Dans certains cas, (comme par exemple la vente avec réserve d'usufruit lorsque l'acquéreur de la nue-propriété n'est pas héritier présomptif de l'usufruitier), l'imposition peut être répartie entre l'usufruitier et le nu-propriétaire selon le prorata suivant :
Âge de l'usufruitier | Valeur de l'usufruit | Valeur de la nue-propriété |
Moins de 21 ans révolus | 90% | 0% |
Moins de 31 ans révolus | 80% | 20% |
Moins de 41 ans révolus | 70% | 30% |
Moins de 51 ans révolus | 60% | 40% |
Moins de 61 ans révolus | 50% | 50% |
Moins de 71 ans révolus | 40% | 60% |
Moins de 81 ans révolus | 30% | 70% |
Moins de 91 ans révolus | 20% | 80% |
Plus de 91 ans révolus | 10% | 90% |
Placements financiers
Pour vos actions et obligations, c'est assez simple. Vous avez le choix entre 2 méthodes d'évaluation. Ne vous privez donc pas pour choisir la plus favorable. Vous prenez comme valeur de référence soit le dernier cours coté de l'année 2007, soit la moyenne des trente derniers cours.
Pour les Sicav et fonds communs de placement, retenez la dernière valeur de rachat connue au 1er janvier 2008.
Vos valeurs mobilières détenues sur votre PEA sont soumises à l'ISF.
N'oubliez pas d'additionner également le solde de vos comptes bancaires et de vos produits d'épargne. Les comptes courants d'associés ne sont pas assimilés à des biens professionnels. Vous devez donc aussi les prendre compte.
Du côté
de l'assurance-vie, les règles sont un peu plus complexes. Dans le cas des contrats rachetables, si vous êtes
encore en phase d'épargne (c'est-à-dire que vous versez encore de l'argent), ajoutez la valeur de votre contrat
au montant de votre patrimoine. Cette valeur de contrat (sa valeur de rachat au 1er janvier 2008 en fait) est indiquée
sur le relevé annuel de votre assurance-vie.
A l'échéance, deux solutions sont possibles
:
- Soit vous avez reçu un capital et dans ce cas vous ajoutez simplement son montant à votre patrimoine total.

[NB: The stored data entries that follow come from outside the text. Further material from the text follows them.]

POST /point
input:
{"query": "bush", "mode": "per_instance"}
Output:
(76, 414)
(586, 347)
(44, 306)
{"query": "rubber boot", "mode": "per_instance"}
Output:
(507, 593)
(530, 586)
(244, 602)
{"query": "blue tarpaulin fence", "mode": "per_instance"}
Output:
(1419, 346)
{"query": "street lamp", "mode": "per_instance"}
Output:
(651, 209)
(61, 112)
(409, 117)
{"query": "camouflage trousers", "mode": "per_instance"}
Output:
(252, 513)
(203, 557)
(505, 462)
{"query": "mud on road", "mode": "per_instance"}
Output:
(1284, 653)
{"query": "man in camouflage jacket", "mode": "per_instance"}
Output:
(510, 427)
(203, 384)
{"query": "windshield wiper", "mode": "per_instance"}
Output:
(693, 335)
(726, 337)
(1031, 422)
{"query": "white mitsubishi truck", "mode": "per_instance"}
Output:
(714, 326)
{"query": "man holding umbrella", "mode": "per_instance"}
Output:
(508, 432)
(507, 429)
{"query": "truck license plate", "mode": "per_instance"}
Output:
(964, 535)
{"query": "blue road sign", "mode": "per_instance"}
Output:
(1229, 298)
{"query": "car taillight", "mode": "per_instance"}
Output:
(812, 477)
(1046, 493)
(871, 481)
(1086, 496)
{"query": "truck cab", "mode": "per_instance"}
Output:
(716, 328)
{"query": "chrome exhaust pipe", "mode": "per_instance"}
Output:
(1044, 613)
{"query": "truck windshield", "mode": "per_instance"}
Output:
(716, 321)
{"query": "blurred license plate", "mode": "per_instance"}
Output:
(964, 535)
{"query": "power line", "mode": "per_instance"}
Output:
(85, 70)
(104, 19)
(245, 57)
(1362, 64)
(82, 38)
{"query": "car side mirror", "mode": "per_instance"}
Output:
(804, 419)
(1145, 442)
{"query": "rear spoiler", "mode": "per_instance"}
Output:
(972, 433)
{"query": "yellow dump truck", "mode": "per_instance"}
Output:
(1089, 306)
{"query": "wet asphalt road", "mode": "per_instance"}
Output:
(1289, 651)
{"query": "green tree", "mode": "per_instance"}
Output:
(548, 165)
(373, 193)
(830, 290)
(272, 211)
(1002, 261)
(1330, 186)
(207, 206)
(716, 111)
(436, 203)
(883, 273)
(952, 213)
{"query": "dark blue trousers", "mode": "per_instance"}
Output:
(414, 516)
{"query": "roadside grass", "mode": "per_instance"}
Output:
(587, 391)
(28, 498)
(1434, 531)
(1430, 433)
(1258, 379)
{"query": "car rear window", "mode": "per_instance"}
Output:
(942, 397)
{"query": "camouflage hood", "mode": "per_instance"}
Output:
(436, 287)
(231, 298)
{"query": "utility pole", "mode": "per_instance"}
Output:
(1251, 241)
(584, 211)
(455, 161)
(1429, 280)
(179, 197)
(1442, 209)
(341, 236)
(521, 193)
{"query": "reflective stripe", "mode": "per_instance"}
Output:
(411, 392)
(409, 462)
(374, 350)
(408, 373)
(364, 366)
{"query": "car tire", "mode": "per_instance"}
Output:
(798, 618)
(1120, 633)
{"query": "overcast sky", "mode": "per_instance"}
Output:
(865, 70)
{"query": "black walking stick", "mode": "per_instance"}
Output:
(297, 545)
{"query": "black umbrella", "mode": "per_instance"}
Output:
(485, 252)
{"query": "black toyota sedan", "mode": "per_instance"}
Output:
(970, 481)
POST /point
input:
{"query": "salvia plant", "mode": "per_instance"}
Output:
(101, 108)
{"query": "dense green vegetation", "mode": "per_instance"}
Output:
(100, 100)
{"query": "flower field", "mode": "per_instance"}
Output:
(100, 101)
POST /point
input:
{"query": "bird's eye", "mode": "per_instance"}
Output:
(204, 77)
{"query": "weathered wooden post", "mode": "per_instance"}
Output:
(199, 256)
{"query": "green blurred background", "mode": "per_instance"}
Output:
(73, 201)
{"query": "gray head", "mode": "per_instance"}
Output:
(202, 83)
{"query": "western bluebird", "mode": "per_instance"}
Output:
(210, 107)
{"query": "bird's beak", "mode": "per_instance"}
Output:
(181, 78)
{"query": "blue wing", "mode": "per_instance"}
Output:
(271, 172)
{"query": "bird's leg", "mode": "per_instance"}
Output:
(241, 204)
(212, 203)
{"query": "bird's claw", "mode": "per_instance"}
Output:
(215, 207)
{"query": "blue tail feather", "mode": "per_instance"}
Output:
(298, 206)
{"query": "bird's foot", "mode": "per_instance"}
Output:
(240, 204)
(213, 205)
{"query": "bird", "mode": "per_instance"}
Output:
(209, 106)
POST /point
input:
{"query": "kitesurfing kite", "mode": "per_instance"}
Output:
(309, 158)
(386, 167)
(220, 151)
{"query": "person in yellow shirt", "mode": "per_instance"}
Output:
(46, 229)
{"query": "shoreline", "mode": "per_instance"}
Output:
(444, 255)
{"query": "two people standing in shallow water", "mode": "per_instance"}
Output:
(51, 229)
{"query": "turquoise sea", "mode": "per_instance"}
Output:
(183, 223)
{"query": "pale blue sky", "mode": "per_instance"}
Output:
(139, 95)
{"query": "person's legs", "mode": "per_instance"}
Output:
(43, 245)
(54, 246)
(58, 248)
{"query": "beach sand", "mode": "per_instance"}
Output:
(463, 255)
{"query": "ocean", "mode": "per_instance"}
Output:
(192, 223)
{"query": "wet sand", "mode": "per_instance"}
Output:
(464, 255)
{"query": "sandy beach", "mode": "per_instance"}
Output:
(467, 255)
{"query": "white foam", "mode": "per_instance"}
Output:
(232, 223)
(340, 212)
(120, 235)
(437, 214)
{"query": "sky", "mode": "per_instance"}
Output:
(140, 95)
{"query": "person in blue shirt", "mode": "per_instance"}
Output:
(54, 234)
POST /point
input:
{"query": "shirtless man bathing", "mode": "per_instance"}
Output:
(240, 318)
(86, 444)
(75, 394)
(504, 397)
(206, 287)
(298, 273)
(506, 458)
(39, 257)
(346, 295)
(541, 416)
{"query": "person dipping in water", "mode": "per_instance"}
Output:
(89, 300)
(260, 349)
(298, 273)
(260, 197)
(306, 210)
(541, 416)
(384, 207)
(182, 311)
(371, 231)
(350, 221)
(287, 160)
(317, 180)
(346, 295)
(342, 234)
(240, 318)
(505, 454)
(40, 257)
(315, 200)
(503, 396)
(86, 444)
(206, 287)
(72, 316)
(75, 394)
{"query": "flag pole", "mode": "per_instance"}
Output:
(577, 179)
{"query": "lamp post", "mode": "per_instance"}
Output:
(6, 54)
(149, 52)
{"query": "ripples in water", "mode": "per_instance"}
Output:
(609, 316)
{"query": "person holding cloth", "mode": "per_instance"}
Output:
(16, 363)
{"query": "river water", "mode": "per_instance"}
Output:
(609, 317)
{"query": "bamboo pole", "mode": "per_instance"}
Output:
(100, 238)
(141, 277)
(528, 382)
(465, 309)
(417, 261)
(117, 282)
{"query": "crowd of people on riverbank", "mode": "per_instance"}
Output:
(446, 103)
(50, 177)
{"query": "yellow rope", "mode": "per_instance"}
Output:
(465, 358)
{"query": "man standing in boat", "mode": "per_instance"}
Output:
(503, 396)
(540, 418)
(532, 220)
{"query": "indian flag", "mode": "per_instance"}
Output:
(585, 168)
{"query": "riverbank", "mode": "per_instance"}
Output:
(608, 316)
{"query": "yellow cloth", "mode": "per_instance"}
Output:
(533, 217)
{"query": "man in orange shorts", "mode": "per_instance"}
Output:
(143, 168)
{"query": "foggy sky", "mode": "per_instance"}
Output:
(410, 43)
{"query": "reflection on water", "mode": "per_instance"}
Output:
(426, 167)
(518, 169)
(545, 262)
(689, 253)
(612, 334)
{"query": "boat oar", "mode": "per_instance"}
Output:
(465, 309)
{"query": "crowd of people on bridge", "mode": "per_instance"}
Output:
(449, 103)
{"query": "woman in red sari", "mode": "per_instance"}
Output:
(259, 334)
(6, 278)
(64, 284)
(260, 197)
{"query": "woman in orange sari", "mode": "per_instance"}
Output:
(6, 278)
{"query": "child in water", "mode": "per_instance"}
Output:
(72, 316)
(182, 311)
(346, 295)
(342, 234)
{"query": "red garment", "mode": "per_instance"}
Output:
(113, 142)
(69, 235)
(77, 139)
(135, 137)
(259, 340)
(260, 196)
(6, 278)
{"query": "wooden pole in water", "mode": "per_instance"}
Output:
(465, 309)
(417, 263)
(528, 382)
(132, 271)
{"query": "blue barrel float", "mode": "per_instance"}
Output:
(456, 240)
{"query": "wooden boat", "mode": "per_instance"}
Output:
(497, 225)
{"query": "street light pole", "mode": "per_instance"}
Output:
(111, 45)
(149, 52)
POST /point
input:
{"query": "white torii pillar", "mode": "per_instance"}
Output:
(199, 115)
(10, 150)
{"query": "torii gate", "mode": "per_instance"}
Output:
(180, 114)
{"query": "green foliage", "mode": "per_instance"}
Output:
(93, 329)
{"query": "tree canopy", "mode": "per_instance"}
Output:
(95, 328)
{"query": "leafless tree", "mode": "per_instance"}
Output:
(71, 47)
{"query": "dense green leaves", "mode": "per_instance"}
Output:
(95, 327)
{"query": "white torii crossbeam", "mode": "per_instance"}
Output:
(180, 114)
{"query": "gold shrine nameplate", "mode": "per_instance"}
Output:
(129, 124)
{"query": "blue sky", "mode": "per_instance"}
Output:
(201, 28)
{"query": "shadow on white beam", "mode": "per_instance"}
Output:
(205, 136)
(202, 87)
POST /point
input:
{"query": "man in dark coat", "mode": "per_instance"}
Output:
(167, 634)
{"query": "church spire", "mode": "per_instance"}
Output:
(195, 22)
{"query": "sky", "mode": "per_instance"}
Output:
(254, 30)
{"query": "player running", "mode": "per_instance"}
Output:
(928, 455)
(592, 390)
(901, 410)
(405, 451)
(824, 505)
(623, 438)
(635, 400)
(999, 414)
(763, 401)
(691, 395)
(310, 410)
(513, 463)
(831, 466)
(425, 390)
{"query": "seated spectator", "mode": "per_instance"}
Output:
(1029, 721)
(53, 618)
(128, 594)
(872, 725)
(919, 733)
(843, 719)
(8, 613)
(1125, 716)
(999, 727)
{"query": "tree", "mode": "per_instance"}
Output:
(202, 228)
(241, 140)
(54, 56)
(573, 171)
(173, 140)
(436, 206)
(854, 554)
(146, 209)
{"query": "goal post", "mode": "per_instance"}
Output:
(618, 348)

- Soit vous avez choisi de recevoir une rente : intégrez alors la valeur de capitalisation
de cette rente à votre patrimoine. Les valeurs de capitalisation vous sont également communiquées par
les organismes responsables.
Si vous avez souscrit un contrat non rachetable (plus souvent appelé assurance-décès) après le 20 novembre 1991, vous devez seulement déclarer les primes versées après 70 ans (frais de gestion compris). Pour les autres, rien à déclarer.
Sauf exception (voir biens exonérés), les rentes viagères n'échappent
pas à l'ISF. Elles sont à déclarer à hauteur de leur valeur de capitalisation.
Si votre
rente a été constituée auprès d'un organisme institutionnel (dans le cas d'une assurance-vie par
exemple), vous trouverez cette valeur sur les relevés de votre contrat. Dans le cas contraire, vous devrez vous-même
calculer cette fameuse valeur de capitalisation. Pour cela, vous pouvez vous aider du site www.impots.gouv.fr.
Pour votre mobilier (meubles mais aussi hifi, argenterie...), vous pouvez donner votre propre estimation sans avoir à
rentrer dans le détail.
A défaut, la valeur de votre mobilier est estimée à 5% de votre
patrimoine (avant déduction des dettes). Dans beaucoup de cas, mieux vaut donc faire sa propre estimation.
Les véhicules de collections et vos biens de plus de 100 ans sont exonérés (voir les biens exonérés).